Lifestyle centers were the stars of the retail development universe in the 2000s. Shoppers flocked to these properties, which typically featured a single-story, open-air design and upscale tenants. Since the recession, however, only a few of these centers have been built, and it’s unlikely that more of them will come out of the ground. Instead, developers are focusing their energy on larger mixed-use projects with some lifestyle center elements.
Consider Poag Shopping Centers LLC. The Memphis, Tenn.-based company’s predecessor, Poag & McEwen, was a pioneer in the lifestyle center format, developing 13 lifestyle centers. The firm’s first project, The Shops at Saddle Creek, opened in suburban Memphis in 1987.
Today, Poag Shopping Centers has two projects in its development pipeline that are scheduled to break ground by January 2015, and neither one is a classic lifestyle center, according to Josh Poag, the company’s president and CEO. The first project, The Outlet Shops of the Mid-South, is a 330,000-sq.-ft. outlet center. The second, Highland Row, is a mixed-used development near the University of Memphis that features 30,000 sq. ft. of ground-floor retail with 350 apartments above.
“Mixed-use development is very intriguing to us,” Poag says, adding that it incorporates the best elements of lifestyle centers. “I think we’ll probably do more of it.”
That’s not to say that Poag Shopping Centers is abandoning its roots. It has acquired four lifestyle centers since the recession began, and today it owns and/or manages a portfolio of eight lifestyle centers across the nation.
Big changes to tenant mix
As a long-time player in the lifestyle center sector, Poag has witnessed the evolution of the format, particularly as it relates to tenant mix. “A lot of the tenants that opened in our first lifestyle center don’t exist anymore—Bombay Company and Coldwater Creek, for example,” he says. “We’re replacing them with retailers that are new to lifestyle centers.”

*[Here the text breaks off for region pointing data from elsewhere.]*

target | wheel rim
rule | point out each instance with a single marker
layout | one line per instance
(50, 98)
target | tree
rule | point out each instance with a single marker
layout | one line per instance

H&M, for instance, recently inked a deal for a store at Carriage Crossing in Collierville, Tenn., according to Poag. His firm, along with DRA Advisors, bought the 712,000-sq.-ft. property in 2012 for $55 million.
At Carriage Crossing, H&M joins other non-traditional lifestyle center tenants, including Bed, Bath & Beyond and Dillard’s, as well as more standard retailers, including Talbots, White House | Black Market, and Soma. The tenant mix also includes several restaurants and service-oriented retail such as Massage Envy.
Josh Beyer, senior vice president with The Sembler Company, says the most successful lifestyle centers have reinvented themselves by changing the tenant mix. “Innovative owners have figured out a way to replace the tenants they lost during the recession,” he contends.
Companies like Sembler and Poag have welcomed tenants that contribute to the overall experience—restaurants and movie theaters, for example—along with health and wellness tenants, such as dentists and yoga studios and service retailers, such as laser hair removal and massage therapy.
“Specialty retail is hard right now, and these other uses are a diversifying strategy,” Beyer points out.
By leasing to non-traditional tenants, lifestyle center owners have managed to keep their occupancies up. Most research firms lump lifestyle centers in with other property types, so tracking accurate occupancy rates is difficult. However, Poag estimates the industry-wide occupancy rate to be in the low to mid-90 percent range.
Meanwhile, rental rates at lifestyle centers vary widely, from the low $20s to as high as the mid $50s per sq. ft. These rates are lower than they were when lifestyle center development was at its peak, Beyer says.
“A lot of centers had to mark their rent to market,” he explains. “Lifestyle rates are still higher than grocery-anchored centers or power centers though.”
Tenant mix and rental rates aren’t the only leasing-related changes that have occurred in the lifestyle center sector. Today’s owners are avoiding the co-tenancy agreements that harmed so many properties during the recession.
“A lot of the lifestyle centers that were developed in the 2000s were built by inexperienced developers who were giving great co-tenancy deals to retailers, but shooting themselves in the foot,” Poag says. “During the recession, tenants were bolting left and right.”
Many of those centers now have new owners that have extensive experience in the sector. By and large, they’ve managed to untangle the co-tenancy mess.